Rule은 방금 언급했듯이 각각의 작업이다. Rule의 구조는 기본적으로

rule rule_name:
     input: input_file
     output: output_file
     params: param1=param1, pram2=param2
     shell: "command --option1 {params.param1} --option2 {params.param2} {input} {output}"

의 구조로 되어있다.

rule_name 은 rule의 이름을 지정한다
input은 input_file을 지칭한다. input_file이 존재하지 않을경우에는 일정시간(default:5seconds)를 기다린 후 없으면 pipeline의 수행을 abort시킨다.
output은 output_file을 지칭한다. 해당 작업(rule)을 수행함으로써 만들어지는 output_file을 지칭한다.
params는 해당 작업에 쓰일 parameter를 지칭한다. 뒤에서 언급하겠지만 Snakefile에서 설정하는 전역변수를 지정할 수 있다.
shell은 수행할 작업 명령이다.
shell 대신 run을 쓸수 있는데 이때는 command라인 명령어 대신 python3 코드를 수행할 수 있다

Construct DAG with rules

Snakemake는 이렇게 정의된 rule들로 DAG(Directed Acyclic Graph)를 만든다 가령 rule tophat와 cufflinks를 살펴보자.

rule tophat:
     input: fwd="samples/raw/{sample}_1.fastq.gz", rev="samples/raw/{sample}_2.fastq.gz"
     params: GFF=GFF, BowtieIndex=BowtieIndex, LibraryType=LibraryType
     output: "samples/bam/{sample}.bam"
     shell:""" 
	mkdir -p samples/tophat/{wildcards.sample} 
	tophat -p 10 -o samples/tophat/{wildcards.sample} -G {params.GFF} --library-type {params.LibraryType} {params.BowtieIndex} {input.fwd} {input.rev}  
   	mv samples/tophat/{wildcards.sample}/accepted_hits.bam samples/bam/{wildcards.sample}.bam
"""

rule tophat의 경우 tophat으로 align을 시킨후 결과물인 samples/tophat/{sample}/accepted_hits.bam을 samples/bam/{sample}.bam으로 옮기는 것을 볼 수 있다.

rule cufflinks는 다음과 같다.

rule cufflinks:
     input: "samples/bam/{sample}.bam"
     params: GFF=GFF
     output: "samples/cufflinks/{sample}/isoforms.fpkm_tracking"
     shell: "cufflinks -p 10 -G {params.GFF} --output-dir samples/cufflinks/{wildcards.sample} {input}"
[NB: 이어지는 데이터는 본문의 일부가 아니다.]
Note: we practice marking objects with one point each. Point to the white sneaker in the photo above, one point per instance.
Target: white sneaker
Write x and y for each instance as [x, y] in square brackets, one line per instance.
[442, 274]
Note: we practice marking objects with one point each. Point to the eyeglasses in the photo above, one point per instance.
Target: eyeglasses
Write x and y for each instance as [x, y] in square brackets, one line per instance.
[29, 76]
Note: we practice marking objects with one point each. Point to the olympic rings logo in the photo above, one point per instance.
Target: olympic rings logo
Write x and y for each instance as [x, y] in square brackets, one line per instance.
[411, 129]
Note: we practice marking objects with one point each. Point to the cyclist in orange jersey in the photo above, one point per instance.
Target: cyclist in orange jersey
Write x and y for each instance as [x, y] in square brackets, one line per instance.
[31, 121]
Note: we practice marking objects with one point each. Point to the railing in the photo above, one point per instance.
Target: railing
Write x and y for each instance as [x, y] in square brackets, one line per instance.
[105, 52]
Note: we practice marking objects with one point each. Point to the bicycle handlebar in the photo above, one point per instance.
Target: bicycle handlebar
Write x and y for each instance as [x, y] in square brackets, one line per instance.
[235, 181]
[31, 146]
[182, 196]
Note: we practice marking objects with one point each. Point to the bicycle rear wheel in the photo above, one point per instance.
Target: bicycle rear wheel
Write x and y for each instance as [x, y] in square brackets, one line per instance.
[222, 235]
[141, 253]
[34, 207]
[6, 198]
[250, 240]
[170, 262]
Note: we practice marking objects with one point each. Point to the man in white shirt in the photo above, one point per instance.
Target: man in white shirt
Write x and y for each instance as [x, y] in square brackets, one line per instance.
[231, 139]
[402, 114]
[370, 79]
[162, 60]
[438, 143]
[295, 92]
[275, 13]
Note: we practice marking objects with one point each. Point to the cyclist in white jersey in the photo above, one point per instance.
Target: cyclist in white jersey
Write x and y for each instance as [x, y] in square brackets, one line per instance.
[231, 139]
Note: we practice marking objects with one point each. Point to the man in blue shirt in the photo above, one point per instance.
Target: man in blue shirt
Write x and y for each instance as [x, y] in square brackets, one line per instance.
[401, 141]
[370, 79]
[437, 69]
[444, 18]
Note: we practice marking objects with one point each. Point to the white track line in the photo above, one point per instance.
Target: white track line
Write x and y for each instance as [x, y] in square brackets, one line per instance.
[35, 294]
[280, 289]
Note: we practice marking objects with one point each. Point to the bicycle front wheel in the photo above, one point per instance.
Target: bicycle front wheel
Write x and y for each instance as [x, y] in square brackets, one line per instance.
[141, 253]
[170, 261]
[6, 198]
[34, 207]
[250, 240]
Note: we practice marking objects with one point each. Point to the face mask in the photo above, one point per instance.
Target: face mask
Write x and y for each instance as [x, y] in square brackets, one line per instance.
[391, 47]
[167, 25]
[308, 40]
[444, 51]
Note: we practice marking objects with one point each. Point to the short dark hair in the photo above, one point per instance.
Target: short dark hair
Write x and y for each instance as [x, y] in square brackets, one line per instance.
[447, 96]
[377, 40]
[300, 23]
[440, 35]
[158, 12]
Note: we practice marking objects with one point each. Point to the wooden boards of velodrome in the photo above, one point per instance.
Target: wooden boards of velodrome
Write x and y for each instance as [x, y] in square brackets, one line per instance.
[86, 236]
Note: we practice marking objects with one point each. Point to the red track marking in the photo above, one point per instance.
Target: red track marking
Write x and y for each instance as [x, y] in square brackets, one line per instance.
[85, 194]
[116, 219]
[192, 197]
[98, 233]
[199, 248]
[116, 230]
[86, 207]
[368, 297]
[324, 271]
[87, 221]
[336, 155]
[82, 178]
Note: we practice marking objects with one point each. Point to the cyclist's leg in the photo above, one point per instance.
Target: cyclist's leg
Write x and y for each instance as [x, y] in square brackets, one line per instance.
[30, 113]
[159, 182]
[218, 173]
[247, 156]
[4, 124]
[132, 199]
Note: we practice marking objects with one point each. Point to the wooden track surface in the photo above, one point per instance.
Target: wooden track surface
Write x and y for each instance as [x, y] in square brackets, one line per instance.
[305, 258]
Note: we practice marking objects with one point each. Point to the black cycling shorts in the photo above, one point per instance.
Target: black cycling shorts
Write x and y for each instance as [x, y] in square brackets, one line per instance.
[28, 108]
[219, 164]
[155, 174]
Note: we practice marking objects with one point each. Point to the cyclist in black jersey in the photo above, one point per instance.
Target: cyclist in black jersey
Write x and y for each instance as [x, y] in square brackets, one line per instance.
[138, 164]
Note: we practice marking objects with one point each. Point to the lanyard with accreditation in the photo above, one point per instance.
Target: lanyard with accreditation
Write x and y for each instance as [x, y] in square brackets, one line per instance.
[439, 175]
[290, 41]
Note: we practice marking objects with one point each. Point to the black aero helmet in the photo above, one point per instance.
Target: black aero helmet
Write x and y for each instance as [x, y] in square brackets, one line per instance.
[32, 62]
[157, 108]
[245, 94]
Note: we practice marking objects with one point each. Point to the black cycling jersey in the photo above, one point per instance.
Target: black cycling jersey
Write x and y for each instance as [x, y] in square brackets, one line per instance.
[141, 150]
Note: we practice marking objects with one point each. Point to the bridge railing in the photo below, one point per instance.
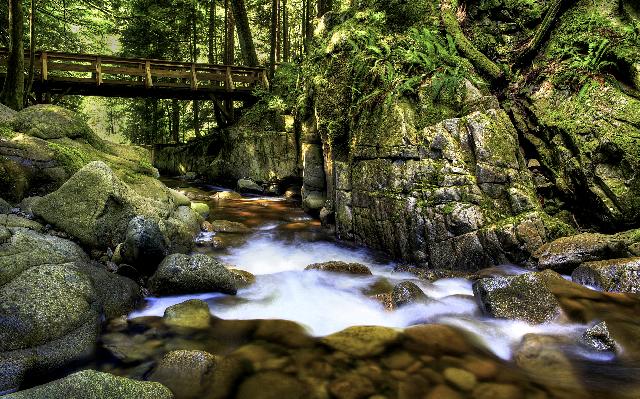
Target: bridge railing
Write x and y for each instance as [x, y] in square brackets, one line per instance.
[145, 73]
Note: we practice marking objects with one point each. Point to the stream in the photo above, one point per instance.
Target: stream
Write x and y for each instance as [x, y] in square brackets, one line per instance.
[283, 240]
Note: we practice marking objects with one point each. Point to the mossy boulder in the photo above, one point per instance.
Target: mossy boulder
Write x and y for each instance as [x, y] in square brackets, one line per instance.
[614, 275]
[525, 297]
[188, 274]
[91, 384]
[95, 206]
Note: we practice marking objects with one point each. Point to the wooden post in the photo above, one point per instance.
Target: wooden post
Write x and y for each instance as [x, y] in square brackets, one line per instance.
[147, 68]
[194, 78]
[98, 71]
[45, 71]
[229, 80]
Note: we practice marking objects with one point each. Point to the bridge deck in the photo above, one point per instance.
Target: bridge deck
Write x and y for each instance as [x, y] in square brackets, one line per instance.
[97, 75]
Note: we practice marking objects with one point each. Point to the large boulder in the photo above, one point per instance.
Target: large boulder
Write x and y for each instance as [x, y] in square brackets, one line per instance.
[145, 245]
[525, 297]
[615, 275]
[566, 253]
[91, 384]
[184, 274]
[52, 301]
[95, 206]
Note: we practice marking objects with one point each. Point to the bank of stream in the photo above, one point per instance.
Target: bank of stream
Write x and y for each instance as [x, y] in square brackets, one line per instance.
[297, 333]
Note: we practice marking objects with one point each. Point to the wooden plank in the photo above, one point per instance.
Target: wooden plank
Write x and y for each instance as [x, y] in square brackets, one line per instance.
[148, 80]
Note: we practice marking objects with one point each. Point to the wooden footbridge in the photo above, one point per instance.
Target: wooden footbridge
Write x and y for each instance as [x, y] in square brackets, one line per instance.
[106, 76]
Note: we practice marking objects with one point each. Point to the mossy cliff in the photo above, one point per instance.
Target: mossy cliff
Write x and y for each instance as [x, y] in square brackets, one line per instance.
[439, 158]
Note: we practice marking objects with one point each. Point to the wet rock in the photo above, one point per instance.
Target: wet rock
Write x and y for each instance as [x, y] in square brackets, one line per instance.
[340, 267]
[598, 338]
[225, 226]
[144, 246]
[249, 186]
[362, 341]
[226, 195]
[243, 278]
[91, 384]
[616, 275]
[542, 358]
[5, 207]
[13, 222]
[193, 314]
[272, 385]
[95, 206]
[200, 208]
[459, 378]
[489, 390]
[525, 297]
[184, 274]
[407, 293]
[435, 340]
[352, 386]
[566, 253]
[184, 372]
[443, 392]
[283, 332]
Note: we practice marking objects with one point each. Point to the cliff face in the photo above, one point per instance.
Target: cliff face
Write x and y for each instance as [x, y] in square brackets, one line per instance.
[426, 158]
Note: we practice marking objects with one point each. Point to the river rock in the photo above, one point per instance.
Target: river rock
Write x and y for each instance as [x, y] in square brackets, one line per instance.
[598, 338]
[144, 245]
[362, 341]
[95, 206]
[407, 293]
[565, 254]
[272, 385]
[52, 301]
[225, 226]
[193, 313]
[340, 267]
[616, 275]
[5, 207]
[183, 274]
[184, 372]
[249, 186]
[525, 297]
[91, 384]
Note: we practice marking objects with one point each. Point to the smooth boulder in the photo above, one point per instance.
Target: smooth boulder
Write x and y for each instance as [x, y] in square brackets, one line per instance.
[616, 275]
[525, 297]
[184, 274]
[89, 384]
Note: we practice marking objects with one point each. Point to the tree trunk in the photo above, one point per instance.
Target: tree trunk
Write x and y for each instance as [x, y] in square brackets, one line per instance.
[212, 33]
[32, 50]
[273, 38]
[175, 120]
[286, 51]
[13, 91]
[247, 47]
[308, 26]
[229, 38]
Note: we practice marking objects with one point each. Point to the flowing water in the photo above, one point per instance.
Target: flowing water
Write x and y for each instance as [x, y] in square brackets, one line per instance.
[283, 240]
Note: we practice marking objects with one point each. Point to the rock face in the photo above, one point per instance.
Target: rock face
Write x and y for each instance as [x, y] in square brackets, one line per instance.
[52, 300]
[184, 274]
[525, 297]
[91, 384]
[259, 147]
[144, 246]
[567, 253]
[616, 275]
[95, 206]
[43, 145]
[340, 267]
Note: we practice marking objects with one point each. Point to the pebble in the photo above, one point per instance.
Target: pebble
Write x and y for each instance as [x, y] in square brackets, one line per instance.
[461, 379]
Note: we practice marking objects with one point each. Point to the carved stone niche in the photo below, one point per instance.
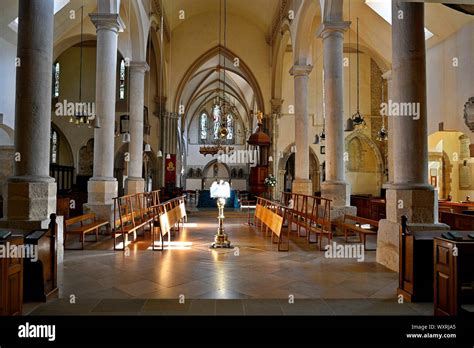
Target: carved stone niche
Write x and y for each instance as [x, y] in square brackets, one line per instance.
[469, 113]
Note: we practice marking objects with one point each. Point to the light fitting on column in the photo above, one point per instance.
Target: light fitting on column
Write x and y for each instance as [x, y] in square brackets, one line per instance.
[125, 137]
[349, 127]
[357, 119]
[382, 134]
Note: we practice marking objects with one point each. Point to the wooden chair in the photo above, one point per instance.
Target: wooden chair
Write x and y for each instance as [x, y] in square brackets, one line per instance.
[88, 223]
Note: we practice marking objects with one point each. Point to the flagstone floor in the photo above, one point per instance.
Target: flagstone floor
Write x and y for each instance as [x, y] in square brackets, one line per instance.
[252, 278]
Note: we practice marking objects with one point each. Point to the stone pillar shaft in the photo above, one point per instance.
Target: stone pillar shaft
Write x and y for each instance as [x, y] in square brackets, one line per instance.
[410, 148]
[33, 88]
[335, 187]
[333, 41]
[409, 194]
[107, 26]
[137, 94]
[135, 182]
[30, 195]
[301, 76]
[102, 187]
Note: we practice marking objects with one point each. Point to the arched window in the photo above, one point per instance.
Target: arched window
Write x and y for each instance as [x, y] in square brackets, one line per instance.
[57, 71]
[203, 126]
[216, 118]
[54, 146]
[230, 127]
[122, 80]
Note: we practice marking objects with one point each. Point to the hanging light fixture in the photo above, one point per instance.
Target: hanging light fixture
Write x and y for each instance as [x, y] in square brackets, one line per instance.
[349, 126]
[357, 119]
[220, 101]
[79, 116]
[382, 134]
[126, 137]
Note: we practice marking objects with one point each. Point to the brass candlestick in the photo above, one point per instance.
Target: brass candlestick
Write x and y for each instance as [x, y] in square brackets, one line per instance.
[220, 239]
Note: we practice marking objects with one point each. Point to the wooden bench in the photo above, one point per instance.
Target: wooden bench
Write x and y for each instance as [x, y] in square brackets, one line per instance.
[352, 223]
[310, 213]
[167, 216]
[132, 213]
[271, 215]
[87, 223]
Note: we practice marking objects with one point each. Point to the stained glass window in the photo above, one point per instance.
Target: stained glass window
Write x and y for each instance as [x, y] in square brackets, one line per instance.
[216, 113]
[57, 71]
[203, 126]
[122, 80]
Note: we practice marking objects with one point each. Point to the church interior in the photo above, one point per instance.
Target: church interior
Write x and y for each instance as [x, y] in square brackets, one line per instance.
[236, 157]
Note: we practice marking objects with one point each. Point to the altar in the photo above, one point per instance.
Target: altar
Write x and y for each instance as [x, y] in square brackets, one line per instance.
[205, 200]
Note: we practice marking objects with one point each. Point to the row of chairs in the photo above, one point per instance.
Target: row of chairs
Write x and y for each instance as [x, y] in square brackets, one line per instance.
[309, 213]
[132, 213]
[271, 216]
[167, 216]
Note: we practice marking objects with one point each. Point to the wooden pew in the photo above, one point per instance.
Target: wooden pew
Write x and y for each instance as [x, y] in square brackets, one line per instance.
[453, 277]
[167, 216]
[311, 213]
[88, 223]
[132, 213]
[271, 216]
[352, 223]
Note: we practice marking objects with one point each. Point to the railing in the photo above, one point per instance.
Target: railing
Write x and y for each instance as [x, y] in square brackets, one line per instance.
[63, 176]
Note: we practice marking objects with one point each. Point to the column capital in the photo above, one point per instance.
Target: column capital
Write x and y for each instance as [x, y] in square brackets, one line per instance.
[301, 70]
[387, 75]
[276, 105]
[107, 21]
[139, 66]
[332, 27]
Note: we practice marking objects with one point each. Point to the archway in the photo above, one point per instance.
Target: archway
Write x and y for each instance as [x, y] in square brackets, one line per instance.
[364, 165]
[286, 166]
[215, 170]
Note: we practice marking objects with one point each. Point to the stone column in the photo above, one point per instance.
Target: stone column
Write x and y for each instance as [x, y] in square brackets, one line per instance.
[276, 113]
[335, 187]
[409, 194]
[301, 184]
[30, 195]
[135, 183]
[102, 187]
[388, 77]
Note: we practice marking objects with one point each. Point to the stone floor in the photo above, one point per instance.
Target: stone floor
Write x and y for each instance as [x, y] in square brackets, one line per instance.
[252, 278]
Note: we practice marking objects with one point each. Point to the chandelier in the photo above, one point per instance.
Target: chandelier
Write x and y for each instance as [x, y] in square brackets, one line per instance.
[382, 134]
[356, 121]
[220, 101]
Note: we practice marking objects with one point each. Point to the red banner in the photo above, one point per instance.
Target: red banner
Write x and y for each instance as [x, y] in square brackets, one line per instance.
[170, 169]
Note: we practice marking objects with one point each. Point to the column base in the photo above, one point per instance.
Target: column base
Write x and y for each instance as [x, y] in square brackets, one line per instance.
[302, 186]
[338, 191]
[388, 239]
[29, 225]
[419, 205]
[29, 201]
[134, 185]
[100, 198]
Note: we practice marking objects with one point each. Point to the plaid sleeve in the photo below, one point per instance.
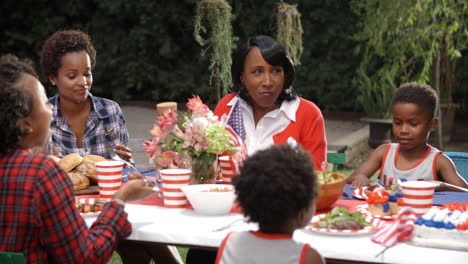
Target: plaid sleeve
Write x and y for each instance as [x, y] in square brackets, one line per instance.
[122, 126]
[64, 233]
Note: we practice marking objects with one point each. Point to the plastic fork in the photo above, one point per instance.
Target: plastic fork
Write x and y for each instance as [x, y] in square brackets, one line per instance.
[114, 156]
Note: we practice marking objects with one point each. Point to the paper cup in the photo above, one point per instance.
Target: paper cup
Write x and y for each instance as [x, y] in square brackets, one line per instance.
[172, 180]
[418, 195]
[228, 168]
[109, 174]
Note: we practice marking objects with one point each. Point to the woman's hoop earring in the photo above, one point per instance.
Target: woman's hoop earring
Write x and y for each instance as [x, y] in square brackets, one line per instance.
[25, 131]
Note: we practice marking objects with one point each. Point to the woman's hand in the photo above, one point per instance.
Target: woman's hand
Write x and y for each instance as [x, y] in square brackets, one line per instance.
[124, 152]
[360, 181]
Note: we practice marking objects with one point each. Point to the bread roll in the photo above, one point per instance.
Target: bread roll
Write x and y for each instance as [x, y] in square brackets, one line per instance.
[69, 162]
[88, 167]
[93, 158]
[55, 158]
[79, 181]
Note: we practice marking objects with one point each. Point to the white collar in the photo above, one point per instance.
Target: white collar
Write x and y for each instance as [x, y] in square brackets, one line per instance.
[289, 108]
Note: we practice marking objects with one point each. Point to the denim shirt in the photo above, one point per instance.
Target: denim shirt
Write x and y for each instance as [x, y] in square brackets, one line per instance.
[105, 123]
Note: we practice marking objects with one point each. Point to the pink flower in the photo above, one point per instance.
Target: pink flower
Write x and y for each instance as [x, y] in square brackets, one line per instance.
[151, 147]
[197, 107]
[156, 131]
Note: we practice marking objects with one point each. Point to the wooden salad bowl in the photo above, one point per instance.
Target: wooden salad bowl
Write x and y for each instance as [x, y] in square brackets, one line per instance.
[330, 192]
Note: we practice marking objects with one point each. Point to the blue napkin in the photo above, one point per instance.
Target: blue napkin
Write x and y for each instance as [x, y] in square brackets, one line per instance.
[440, 198]
[150, 173]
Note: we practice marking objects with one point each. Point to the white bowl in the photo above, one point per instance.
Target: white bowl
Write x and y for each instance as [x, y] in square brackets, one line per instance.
[208, 202]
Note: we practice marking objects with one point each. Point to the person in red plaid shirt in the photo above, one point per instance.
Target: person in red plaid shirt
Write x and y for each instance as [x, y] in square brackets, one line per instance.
[38, 216]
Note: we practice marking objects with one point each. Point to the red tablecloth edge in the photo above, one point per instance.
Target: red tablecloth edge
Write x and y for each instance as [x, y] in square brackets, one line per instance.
[155, 200]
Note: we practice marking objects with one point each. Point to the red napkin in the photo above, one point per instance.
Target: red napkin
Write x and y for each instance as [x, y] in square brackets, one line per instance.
[399, 231]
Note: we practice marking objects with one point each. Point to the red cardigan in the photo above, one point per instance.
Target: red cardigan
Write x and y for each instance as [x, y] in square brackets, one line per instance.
[308, 129]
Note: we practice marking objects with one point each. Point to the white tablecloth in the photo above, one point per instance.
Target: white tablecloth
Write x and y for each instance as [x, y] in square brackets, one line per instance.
[186, 227]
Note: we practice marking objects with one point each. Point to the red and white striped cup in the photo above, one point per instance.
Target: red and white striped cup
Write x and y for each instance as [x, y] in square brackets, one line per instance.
[228, 168]
[172, 180]
[109, 174]
[418, 195]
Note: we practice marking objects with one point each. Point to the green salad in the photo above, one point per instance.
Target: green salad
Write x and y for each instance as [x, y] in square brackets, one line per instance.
[340, 218]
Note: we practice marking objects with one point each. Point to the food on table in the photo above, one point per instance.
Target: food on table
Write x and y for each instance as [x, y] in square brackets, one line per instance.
[90, 205]
[55, 158]
[326, 177]
[81, 170]
[445, 226]
[384, 202]
[69, 162]
[79, 181]
[225, 189]
[341, 219]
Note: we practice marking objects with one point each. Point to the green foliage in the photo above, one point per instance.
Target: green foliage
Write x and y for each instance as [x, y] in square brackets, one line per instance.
[214, 16]
[146, 49]
[290, 30]
[402, 39]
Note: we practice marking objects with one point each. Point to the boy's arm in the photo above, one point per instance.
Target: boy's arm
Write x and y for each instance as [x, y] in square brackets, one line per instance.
[447, 173]
[361, 175]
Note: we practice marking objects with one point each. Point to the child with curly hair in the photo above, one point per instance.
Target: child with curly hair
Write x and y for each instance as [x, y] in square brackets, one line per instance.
[411, 158]
[276, 188]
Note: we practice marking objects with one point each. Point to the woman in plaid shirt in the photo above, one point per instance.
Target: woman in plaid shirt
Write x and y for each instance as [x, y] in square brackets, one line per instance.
[38, 216]
[81, 122]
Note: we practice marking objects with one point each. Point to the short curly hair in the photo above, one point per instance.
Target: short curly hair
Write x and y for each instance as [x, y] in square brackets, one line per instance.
[15, 101]
[276, 184]
[273, 53]
[61, 43]
[417, 93]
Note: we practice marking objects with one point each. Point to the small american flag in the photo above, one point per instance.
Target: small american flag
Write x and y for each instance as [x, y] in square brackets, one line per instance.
[235, 126]
[399, 231]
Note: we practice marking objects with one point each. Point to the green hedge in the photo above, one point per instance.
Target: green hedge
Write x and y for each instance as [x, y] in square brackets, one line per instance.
[146, 49]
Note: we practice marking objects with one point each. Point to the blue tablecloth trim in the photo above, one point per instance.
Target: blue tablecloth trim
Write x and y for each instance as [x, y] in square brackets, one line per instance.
[150, 173]
[440, 198]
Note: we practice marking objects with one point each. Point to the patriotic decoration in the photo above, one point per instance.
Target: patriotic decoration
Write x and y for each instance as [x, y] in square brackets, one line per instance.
[399, 231]
[235, 126]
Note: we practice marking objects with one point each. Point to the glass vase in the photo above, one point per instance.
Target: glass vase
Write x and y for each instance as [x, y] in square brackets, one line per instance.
[202, 172]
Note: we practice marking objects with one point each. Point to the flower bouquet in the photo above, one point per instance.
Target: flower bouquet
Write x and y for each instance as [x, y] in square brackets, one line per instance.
[191, 140]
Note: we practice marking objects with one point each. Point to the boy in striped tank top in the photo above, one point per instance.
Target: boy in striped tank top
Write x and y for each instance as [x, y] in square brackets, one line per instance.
[276, 188]
[411, 158]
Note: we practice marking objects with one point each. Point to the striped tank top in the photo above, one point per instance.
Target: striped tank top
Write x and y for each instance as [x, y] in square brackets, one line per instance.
[424, 169]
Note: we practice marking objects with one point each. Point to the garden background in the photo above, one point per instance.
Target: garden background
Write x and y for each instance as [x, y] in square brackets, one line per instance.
[146, 50]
rule tophat의 output과 rule cufflinks의 input이 동일함을 볼 수 있다.

DAG를 만들기 위하여 각각의 rule들의 input과 output이 명시적으로 같아야 한다

snakemake는이런 input과 output의 관계를 통하여 DAG를 만들고 DAG에 따라서 작업을 자동적으로 수행하게 된다.

즉 rule cufflinks가 수행되기 위해서는 rule tophat의 output이 존재해야 된다는 것이다.

수행하는 예제의 DAG는 다음과 같다.

Parameters and working directory in snakemake

각종 parameter들은 python변수가 지정되듯이 지정될 수 있다.

BASE_DIR = "~/snakemake_exercise/"
WDIR = BASE_DIR + "tutorial"
LibraryType = "fr-firststrand"

snakemake가 수행되는 working directory는 workdir로 지정 될 수 있다.

workdir: WDIR

Wildcard in snakemake

아무런 작업도 수행하지 않은 상태에서 sample 폴더의 file tree를 살펴보자.

내가 cufflinks와 tophat에 계속 사용하고 싶은 이름은 A,B 이다.

`-- samples
    `-- raw
        |-- A_1.fastq.gz
        |-- A_2.fastq.gz 
        |-- B_1.fastq.gz 
        `-- B_2.fastq.gz

glob_wildcards(wildcard)함수는 wildcard들을 파일로부터 추출해낸다

SAMPLES, = glob_wildcards(WDIR+"samples/raw/{sample}_1.fastq.gz")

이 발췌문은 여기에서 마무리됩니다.